IN THE HIGH COURT OF SOUTH AFRICA
(WESTERN CAPE DIVISION, CAPE TOWN)
Case No.: 18180/2024
In the matter between:
GANES ANIL RAMDHIN Applicant
and
RONDEBOSCH MEDICAL CENTRE (PTY) LIMITED Respondent
Coram: Acting Justice B Manca
Heard: 20 September 2024
Delivered: 7 October 2024 (by email to the parties’ legal representatives and by release to SAFLII)
JUDGMENT
MANCA, AJ
Introduction
[1] The applicant is a specialist obstetrician and gynecologist.
[2] The respondent is a private company which carries on business as a private hospital.
[3] In 2019, the applicant was granted admission privileges at the hospital. Admission privileges are the rights granted to a medical doctor to admit and treat patients at a hospital. Without being accorded admission privileges, a doctor will not be able to admit and treat patients at a hospital.
[4] At that time, the respondent was owned and run by one Dr Moosa and the agreement in terms of which the applicant was granted admission privileges was concluded with the applicant by Dr Moosa on behalf of the respondent. The agreement was not recorded in writing, and its duration and the circumstances under which it would terminate was left to what the applicant referred to as an unarticulated understanding between the parties. This was not gainsaid by the respondent.
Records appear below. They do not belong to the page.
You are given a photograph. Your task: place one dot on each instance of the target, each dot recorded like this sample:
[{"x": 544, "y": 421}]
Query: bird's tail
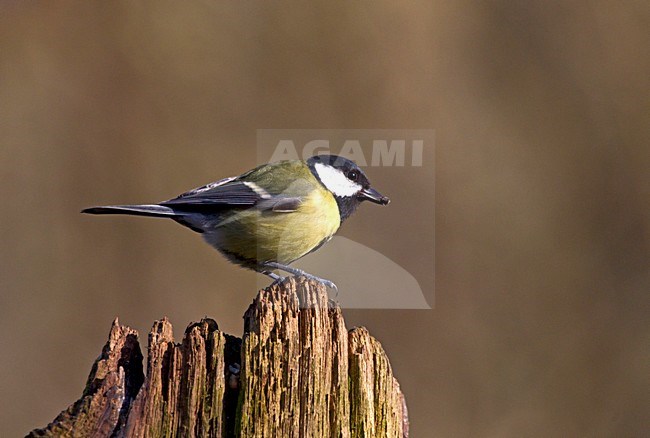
[{"x": 135, "y": 210}]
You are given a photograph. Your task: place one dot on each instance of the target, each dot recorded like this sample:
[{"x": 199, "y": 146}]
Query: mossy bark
[{"x": 297, "y": 372}]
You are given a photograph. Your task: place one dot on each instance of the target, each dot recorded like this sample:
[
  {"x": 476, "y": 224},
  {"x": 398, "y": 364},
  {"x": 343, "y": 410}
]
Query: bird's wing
[{"x": 232, "y": 192}]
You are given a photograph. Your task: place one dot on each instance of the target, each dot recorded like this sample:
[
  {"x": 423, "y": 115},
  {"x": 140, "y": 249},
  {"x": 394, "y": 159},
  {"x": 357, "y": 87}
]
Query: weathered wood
[{"x": 297, "y": 372}]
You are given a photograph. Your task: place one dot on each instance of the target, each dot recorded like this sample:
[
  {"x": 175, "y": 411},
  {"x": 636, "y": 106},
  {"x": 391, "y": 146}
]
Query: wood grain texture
[{"x": 296, "y": 372}]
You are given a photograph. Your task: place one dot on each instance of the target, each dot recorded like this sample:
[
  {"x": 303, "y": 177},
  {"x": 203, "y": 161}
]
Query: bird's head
[{"x": 346, "y": 181}]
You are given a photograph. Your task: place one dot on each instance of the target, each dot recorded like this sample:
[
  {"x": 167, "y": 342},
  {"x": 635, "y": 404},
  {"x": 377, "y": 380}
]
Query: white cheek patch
[{"x": 336, "y": 181}]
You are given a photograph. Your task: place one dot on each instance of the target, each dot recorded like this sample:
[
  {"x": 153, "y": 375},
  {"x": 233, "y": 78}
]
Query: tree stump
[{"x": 297, "y": 372}]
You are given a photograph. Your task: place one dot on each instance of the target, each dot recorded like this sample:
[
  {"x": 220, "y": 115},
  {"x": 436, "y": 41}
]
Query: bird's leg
[
  {"x": 296, "y": 271},
  {"x": 276, "y": 278}
]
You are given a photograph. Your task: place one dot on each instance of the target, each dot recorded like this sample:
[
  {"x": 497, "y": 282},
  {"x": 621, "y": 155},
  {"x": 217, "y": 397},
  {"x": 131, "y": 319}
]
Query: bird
[{"x": 270, "y": 216}]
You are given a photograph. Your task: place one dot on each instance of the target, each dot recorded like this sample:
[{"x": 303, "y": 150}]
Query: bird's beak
[{"x": 373, "y": 195}]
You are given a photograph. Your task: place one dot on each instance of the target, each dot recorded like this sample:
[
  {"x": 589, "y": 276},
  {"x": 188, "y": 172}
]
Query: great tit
[{"x": 270, "y": 216}]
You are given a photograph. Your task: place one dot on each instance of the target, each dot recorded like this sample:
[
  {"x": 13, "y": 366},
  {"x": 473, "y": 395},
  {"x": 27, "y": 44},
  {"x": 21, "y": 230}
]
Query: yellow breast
[{"x": 276, "y": 236}]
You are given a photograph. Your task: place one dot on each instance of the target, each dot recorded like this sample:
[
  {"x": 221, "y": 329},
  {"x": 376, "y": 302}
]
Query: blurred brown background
[{"x": 541, "y": 111}]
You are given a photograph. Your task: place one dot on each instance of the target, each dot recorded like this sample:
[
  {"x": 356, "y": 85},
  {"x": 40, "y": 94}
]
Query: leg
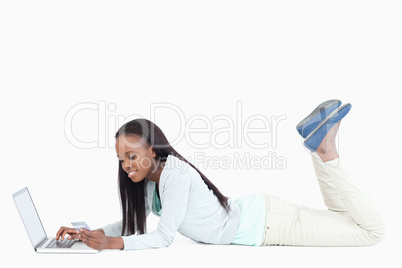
[{"x": 351, "y": 220}]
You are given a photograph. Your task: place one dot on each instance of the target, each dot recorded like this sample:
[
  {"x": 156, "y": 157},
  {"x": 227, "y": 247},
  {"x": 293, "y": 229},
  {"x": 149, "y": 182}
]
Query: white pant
[{"x": 351, "y": 218}]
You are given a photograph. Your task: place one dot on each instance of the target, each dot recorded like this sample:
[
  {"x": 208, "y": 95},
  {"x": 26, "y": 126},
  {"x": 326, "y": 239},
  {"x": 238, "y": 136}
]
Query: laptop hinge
[{"x": 41, "y": 243}]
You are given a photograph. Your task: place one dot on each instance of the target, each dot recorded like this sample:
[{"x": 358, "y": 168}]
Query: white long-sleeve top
[{"x": 188, "y": 206}]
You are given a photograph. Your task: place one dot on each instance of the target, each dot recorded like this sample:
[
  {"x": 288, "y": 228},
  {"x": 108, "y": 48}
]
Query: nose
[{"x": 127, "y": 165}]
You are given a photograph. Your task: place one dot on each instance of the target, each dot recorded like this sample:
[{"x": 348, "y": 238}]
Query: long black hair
[{"x": 132, "y": 195}]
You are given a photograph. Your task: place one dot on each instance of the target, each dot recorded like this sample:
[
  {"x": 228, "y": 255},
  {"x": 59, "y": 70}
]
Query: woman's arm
[{"x": 98, "y": 240}]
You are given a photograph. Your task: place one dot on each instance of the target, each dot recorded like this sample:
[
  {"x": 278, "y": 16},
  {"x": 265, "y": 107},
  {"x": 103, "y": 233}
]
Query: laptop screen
[{"x": 29, "y": 216}]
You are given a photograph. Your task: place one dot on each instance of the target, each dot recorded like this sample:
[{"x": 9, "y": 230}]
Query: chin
[{"x": 136, "y": 180}]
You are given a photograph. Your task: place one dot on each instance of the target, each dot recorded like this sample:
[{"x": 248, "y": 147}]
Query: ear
[{"x": 152, "y": 151}]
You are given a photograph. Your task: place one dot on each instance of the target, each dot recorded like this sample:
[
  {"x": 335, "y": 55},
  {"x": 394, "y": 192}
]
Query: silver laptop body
[{"x": 35, "y": 229}]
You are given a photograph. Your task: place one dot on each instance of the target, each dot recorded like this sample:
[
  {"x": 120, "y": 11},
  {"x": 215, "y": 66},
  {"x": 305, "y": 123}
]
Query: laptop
[{"x": 36, "y": 232}]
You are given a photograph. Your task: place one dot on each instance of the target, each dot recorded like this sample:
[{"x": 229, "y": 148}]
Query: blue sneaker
[
  {"x": 315, "y": 138},
  {"x": 309, "y": 123}
]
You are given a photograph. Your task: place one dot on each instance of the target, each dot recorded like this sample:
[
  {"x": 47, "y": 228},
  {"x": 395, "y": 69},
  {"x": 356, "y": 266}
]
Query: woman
[{"x": 154, "y": 177}]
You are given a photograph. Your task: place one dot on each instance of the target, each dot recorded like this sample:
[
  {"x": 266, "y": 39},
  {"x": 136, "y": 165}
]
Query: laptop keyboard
[{"x": 61, "y": 244}]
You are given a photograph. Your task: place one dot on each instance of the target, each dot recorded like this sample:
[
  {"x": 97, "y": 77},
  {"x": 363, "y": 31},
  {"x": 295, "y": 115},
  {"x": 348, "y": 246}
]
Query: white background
[{"x": 277, "y": 58}]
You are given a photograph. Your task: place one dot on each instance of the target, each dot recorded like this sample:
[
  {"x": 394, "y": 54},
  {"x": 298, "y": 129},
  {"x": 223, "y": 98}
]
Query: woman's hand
[
  {"x": 97, "y": 240},
  {"x": 73, "y": 234}
]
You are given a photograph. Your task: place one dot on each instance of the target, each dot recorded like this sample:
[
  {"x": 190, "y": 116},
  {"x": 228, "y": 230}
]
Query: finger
[
  {"x": 59, "y": 232},
  {"x": 73, "y": 236},
  {"x": 86, "y": 232}
]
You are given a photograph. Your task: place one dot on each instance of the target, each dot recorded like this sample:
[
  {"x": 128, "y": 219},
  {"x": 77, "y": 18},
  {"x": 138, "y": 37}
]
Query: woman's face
[{"x": 135, "y": 156}]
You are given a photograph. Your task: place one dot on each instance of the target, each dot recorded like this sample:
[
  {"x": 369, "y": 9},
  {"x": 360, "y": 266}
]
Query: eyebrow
[{"x": 126, "y": 153}]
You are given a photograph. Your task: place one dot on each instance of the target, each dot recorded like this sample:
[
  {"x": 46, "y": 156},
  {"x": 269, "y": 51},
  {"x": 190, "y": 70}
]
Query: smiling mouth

[5] The applicant exercised his admission privileges at the hospital until June 2023, when he was suspended from practice for one year by the Health Professions Council of South Africa (“the HPCSA”), after he pleaded guilty to two counts of unprofessional conduct.
[6] The HPCSA is established under the Health Professions Act (“the Act”).1 The Act provides for control over the education, training and registration of health professionals an prescribes, inter alia, the circumstances under which health professionals may be disciplined for unprofessional conduct.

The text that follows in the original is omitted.